Will the Real Rural Library Please Stand Up?

By Louise Greene, ARSL Board Member and Secretary

Recently I was in a discussion with fellow students in the PEARL Project about the definition of ‘rural’. One of them told me the library director in a city of 190,000 residents considered them ‘rural’. That’s strange. Or is it?

You see, I was arguing for a definition of rural that included state of mind rather than one used by the Census Bureau or the Department of Agriculture that is exclusively about population size.  IMLS (Institute of Museum and Library Services) also defines rural according to population size but adds distance to the definition. Last year at the ARSL annual conference in Raleigh, N.C., Susan Hildreth, Director of the IMLS, gave a presentation showing that rural libraries (47% of all public libraries) were broken down into three separate categories: fringe rural, distant rural, and remote rural.

My fellow student raised a very good question: what about attitude, or the perspective from within the library or the community? Two small communities of the same size and equally distant from a metro area may have totally different attitudes. One can be a corporate bedroom community with many amenities; the other may have no corporate character or amenities. Yet both may have libraries. Does anyone want to hazard a guess as to which of these community libraries consider themselves ‘the real rural library’?

Now how about that library in the city of 200,000?  Being 2-4 hours away on the interstate from any place even close to the same size can sure feel remote…..

What do you think? Post your comments below!

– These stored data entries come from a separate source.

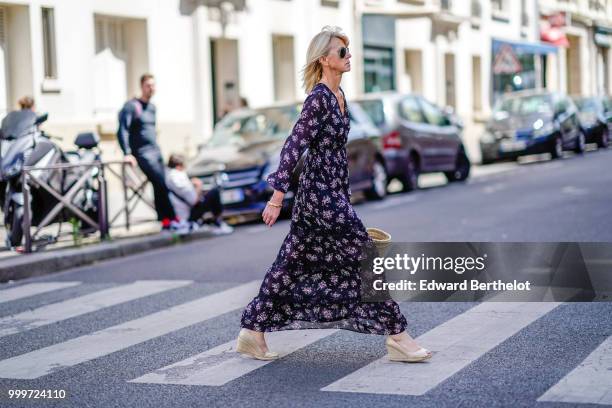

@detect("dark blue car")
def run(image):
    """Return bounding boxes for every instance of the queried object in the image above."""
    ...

[480,90,585,164]
[573,95,610,149]
[186,101,387,220]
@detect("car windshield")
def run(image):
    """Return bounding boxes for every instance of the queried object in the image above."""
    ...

[575,98,599,113]
[348,102,376,127]
[206,105,300,148]
[493,94,553,116]
[356,100,386,127]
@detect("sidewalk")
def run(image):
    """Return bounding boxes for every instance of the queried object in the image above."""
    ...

[0,183,232,283]
[0,224,224,283]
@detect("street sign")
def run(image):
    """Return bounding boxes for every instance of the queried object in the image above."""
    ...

[493,44,522,74]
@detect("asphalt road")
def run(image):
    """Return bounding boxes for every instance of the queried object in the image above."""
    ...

[0,147,611,408]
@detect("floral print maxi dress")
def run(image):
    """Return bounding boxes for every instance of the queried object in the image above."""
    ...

[240,82,408,335]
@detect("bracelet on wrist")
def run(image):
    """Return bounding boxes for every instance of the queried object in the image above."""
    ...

[267,200,282,208]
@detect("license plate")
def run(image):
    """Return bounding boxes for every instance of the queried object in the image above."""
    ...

[500,140,526,152]
[221,188,244,204]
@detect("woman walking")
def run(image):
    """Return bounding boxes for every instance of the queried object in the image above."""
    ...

[236,26,432,363]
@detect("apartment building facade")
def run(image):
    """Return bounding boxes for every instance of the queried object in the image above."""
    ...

[0,0,609,160]
[0,0,354,159]
[539,0,612,96]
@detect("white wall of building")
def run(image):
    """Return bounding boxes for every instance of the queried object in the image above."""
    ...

[0,0,197,159]
[1,0,609,164]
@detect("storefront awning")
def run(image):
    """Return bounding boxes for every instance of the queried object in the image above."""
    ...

[541,26,570,47]
[540,13,569,48]
[595,26,612,47]
[492,38,558,55]
[596,25,612,34]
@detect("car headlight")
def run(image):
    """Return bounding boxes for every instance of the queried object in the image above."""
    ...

[533,122,555,138]
[579,113,598,128]
[582,120,597,129]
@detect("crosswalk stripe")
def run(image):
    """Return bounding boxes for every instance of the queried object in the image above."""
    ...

[128,287,573,388]
[0,282,81,304]
[0,280,193,337]
[321,301,564,396]
[537,335,612,405]
[0,281,260,379]
[128,329,338,386]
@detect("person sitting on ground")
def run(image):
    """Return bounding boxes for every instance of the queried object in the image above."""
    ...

[165,153,234,234]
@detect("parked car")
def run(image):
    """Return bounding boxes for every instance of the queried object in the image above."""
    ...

[572,95,610,149]
[480,90,585,164]
[186,100,388,218]
[352,92,470,191]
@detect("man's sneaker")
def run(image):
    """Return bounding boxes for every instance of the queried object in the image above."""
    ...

[195,223,213,233]
[162,219,190,235]
[211,220,234,235]
[161,218,172,230]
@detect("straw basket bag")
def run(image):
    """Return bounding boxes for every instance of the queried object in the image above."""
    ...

[366,227,392,257]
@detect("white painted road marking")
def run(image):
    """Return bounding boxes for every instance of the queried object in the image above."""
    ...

[0,282,81,304]
[321,301,563,395]
[0,281,260,379]
[537,335,612,405]
[0,280,193,337]
[129,329,338,386]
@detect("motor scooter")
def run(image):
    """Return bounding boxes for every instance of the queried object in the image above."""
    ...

[0,110,102,248]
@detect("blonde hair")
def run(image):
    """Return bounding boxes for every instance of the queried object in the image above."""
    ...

[301,26,349,94]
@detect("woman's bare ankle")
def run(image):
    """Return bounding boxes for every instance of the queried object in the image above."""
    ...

[241,328,268,349]
[389,331,407,341]
[389,331,421,352]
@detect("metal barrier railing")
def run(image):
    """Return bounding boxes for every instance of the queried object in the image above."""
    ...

[20,160,156,253]
[105,161,156,231]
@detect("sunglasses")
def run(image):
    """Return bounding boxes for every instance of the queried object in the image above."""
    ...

[338,46,350,59]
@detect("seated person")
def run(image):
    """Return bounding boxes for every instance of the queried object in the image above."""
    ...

[165,153,234,234]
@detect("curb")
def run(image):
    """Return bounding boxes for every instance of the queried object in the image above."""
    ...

[0,229,216,283]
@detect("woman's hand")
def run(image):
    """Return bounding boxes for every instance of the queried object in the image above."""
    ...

[262,190,285,227]
[262,202,282,227]
[124,154,137,167]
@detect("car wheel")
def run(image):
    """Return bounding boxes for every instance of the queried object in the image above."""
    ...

[364,160,388,200]
[573,130,586,154]
[401,153,419,192]
[445,149,471,182]
[598,127,609,149]
[550,135,563,159]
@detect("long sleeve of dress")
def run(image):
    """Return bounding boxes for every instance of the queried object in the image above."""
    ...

[266,91,327,193]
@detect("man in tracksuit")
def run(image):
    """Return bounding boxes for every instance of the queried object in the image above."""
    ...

[117,73,178,230]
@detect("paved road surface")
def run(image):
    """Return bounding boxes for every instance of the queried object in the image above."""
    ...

[0,147,611,407]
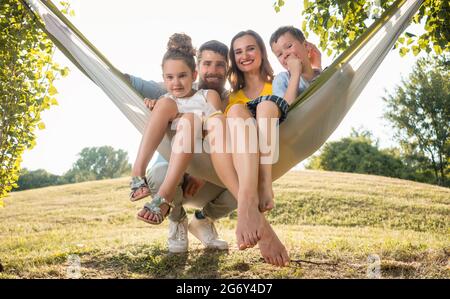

3 Responses to “Will the Real Rural Library Please Stand Up?”

  1. RoseAleta says:

    Great job! Louise!

  2. Jacqulyn says:

    Conundrum…..” the chicken or the egg”….Defining rural will always be a debate. I think it is important to understand libraries need support at all levels. We should not exclude a library if they view themselves as rural and they do not meet our personal definition. All libraries add to the CONVERSATION and that is IMPORTANT. Rural, small libraries need the forum that ARSL provides. Keep up the good work.

  3. Linda says:

    I think there’s a distinct difference between being “geographically” rural and a rural service library. Our library, for example, is considered rural under all the applicable surveys and we cater to a small town composed of mostly farm workers or “ma and pa” family owned businesses. About 20 miles away (still geographically “rural”) another library exists that was absorbed into a much larger, well financed state library system. This library tends to serve a completely different population than ours, despite sharing the same geographic designation. I believe that taking into consideration the type of population serviced is vital to the assessment of rural vs. urban. Unlike mindset which isn’t necessarily quantifiable, service certainly is. Where our library may offer classes in food preservation, basic computing skills, and hunting certifications the other example library offers classes in yoga, current fashion showcases and iPad app development…two distinct libraries in the same geographic “rural” designation but catering to completely different service needs. It all boils down to knowing your patrons and they need/want and providing that to them. Rural service as opposed to geographically rural is a much more specific designation, yes, but one that helps librarians isolate the type of patron services and needs for their particular library.